Я был согрет как снаружи, так и изнутри. Я испытывал, как тепло прошлось по всему телу. Я вышел на свежий воздух, холод и ветер не пугали меня. Но, после того как я согрелся вином, меня начала одолевать сонливость. И я поплёлся в корпус и, пока мама отлучалась куда-то по делам, успел отоспаться и протрезветь.

4.

Немало друзей я научился находить и среди отдыхающих.

Заезды обычно длились по 24 дня.

А в перерывах между заездами наш корпус пустовал. В наступавшем одиночестве меня не раз снедали страх и тоска. Я боялся пустых комнат: я боялся, что в них может поселиться привидение или заберутся ночью бандиты; я боялся собственных шагов, гулко раздававшихся в коридорах пустующего корпуса.

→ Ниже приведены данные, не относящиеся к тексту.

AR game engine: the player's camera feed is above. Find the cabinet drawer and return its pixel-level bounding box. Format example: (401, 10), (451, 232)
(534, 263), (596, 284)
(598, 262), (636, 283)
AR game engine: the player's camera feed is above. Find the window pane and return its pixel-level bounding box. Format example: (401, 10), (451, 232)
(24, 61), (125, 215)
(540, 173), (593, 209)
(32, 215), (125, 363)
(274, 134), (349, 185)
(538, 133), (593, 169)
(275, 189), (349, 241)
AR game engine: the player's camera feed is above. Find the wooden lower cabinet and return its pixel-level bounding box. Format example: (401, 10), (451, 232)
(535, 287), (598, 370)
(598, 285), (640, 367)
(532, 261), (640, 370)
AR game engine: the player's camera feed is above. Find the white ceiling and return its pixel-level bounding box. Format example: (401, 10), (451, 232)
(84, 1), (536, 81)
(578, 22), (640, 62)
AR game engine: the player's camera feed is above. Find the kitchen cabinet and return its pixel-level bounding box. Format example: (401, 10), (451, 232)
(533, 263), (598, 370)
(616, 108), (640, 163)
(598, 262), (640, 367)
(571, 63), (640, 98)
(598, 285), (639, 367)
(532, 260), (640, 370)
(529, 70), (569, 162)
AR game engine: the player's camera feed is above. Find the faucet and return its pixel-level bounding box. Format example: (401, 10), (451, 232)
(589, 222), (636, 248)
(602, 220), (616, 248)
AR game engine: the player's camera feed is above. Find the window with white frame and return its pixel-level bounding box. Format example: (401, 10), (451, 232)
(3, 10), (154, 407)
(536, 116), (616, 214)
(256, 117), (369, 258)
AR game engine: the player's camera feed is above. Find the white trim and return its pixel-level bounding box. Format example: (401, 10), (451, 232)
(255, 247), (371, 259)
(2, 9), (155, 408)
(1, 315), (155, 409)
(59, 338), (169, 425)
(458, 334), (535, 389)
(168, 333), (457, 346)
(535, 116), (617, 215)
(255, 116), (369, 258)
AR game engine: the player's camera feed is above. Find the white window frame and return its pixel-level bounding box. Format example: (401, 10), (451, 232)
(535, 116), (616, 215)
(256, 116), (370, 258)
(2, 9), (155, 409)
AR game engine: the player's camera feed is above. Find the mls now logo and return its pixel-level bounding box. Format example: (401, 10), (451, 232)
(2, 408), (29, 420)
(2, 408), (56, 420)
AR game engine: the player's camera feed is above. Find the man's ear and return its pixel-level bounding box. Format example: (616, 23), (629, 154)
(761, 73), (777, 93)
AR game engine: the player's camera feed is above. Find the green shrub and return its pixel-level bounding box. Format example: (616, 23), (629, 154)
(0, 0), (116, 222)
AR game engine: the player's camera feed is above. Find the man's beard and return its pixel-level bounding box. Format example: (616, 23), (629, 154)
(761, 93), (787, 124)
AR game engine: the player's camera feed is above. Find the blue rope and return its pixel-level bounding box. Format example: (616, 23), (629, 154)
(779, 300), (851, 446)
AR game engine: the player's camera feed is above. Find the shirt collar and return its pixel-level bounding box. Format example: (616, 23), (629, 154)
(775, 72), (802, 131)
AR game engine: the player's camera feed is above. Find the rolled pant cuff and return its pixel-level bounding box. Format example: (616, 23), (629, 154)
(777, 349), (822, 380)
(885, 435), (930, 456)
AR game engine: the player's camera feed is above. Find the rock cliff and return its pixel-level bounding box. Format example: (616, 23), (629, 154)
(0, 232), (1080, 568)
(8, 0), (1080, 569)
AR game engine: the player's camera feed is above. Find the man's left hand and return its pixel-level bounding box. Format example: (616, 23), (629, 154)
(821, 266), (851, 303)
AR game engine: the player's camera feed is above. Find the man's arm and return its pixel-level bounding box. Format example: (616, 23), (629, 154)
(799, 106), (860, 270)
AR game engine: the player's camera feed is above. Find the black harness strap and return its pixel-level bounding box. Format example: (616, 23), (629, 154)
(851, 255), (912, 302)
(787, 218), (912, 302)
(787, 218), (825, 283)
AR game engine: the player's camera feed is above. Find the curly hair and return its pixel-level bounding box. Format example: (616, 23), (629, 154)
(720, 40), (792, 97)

Убегая от этих своих страхов, я прятался в кладовку, под лестницей на второй этаж, или забирался на чердак и там потихоньку плакал: я жалел о том, что, вот наверно, лучше тех людей, которые перед тем отдыхали у нас в корпусе и которые теперь уехали, уже никогда не будет в нашем корпусе, да и, пожалуй, во всей моей жизни.

Однако приходилось свыкаться с данной обстановкой. И обычно уже через три-четыре дня, как только начинался новый заезд, весь этот кошмар пустующего здания и моего одиночества заканчивался.

И уже в следующий заезд я обзаводился новыми знакомыми и находил их ничуть не хуже прежних.

Так я научился с каждым заездом быстро заводить знакомство с новыми отдыхающими и столь же быстро к ним привязывался. А о прежних постояльцах тут же забывал.

Но чтобы всё-таки сохранялась о них память, я завёл специальный блокнотик, куда записывал адреса всех отдыхающих, с которыми мне наиболее доводилось сдружиться. Так сохранялась память о них; а вместе с памятью – надежда на то, что наше прощание не навсегда: и мы, возможно, будем писать письма и когда-нибудь нам ещё доведётся встретиться: или они к нам снова приедут отдыхать, или мы как-нибудь соберёмся да и сами приедем к ним в гости.

5.

В ту зиму, в феврале, к нам в корпус приехал отдыхать один дед из Белоруссии. У меня не было деда; и я, конечно же, хотел бы иметь его, - тем более такого живого и озорного, каким оказался этот дед-белорус. И я как-то быстро к нему привязался. Я стал ходить с ним в столовую и ездить на автобусные экскурсии по городу, какие устраивала для отдыхающих администрация дома отдыха.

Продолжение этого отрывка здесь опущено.